The credit rating of the United States government may face another downgrade, this time by Moody's Investor Services, the company warned Tuesday. The president and Congress must negotiate a deal by the end of next year that will lower the nation's growing debt relative to its economic production to avoid the downgrade.
U.S. political leaders will have to negotiate a debt deal, a so-called "grand bargain," or Moody's will downgrade the nation's credit rating from AAA to AA1. The "grand bargain" could come as a result of negotiations to avoid the "fiscal cliff," in which spending cuts and tax increases will automatically go into effect beginning in 2013. The Congressional Budget Office has predicted that the "fiscal cliff" will cause a short term recession, but stopping it without replacing it with long term debt reduction would cause more problems for the economy in the future.
Maintaining the nation's AAA credit is unlikely, Moody's wrote in a press release. The company also noted that if the "fiscal cliff" is not avoided, the nation's economy would need to rebound quickly to avoid a downgrade.
"The only scenario that would likely lead to its temporary maintenance would be if the method adopted to achieve debt stabilization involved a large, immediate fiscal shock -- such as would occur if the so-called 'fiscal cliff' actually materialized -- which could lead to instability. Moody's would then need evidence that the economy could rebound from the shock before it would consider returning to a stable outlook."

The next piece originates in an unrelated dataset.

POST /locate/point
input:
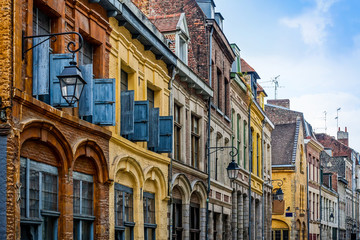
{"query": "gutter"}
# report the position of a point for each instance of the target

Standard & Poor's already downgraded U.S. credit from AAA to AA1 last year. Moody's, Standard & Poor's and Fitch Ratings are the three main credit rating agencies for government debt. Last year, Moody's changed the U.S. credit rating outlook to negative, meaning it is at risk of a downgrade. Fitch has not changed the outlook or the rating from AAA.
Last week, the national debt surpassed $16 trillion and 100 percent of GDP. This means that the nation owes more to creditors (including itself) than the total economic output of the U.S. economy in a year.
President Obama and Speaker of the House John Boehner attempted to forge a "grand bargain" debt deal last summer as part of the negotiations to raise the nation's debt ceiling. It would have included tax reform to increase revenue and entitlement reform to reduce the growth in spending. Those negotiations fell apart, though, after Obama asked for (according to Obama), or demanded (according to Boehner), more revenue increases. A new book by veteran journalist Bob Woodward argues that Obama failed as a leader because he failed to pass the "grand bargain."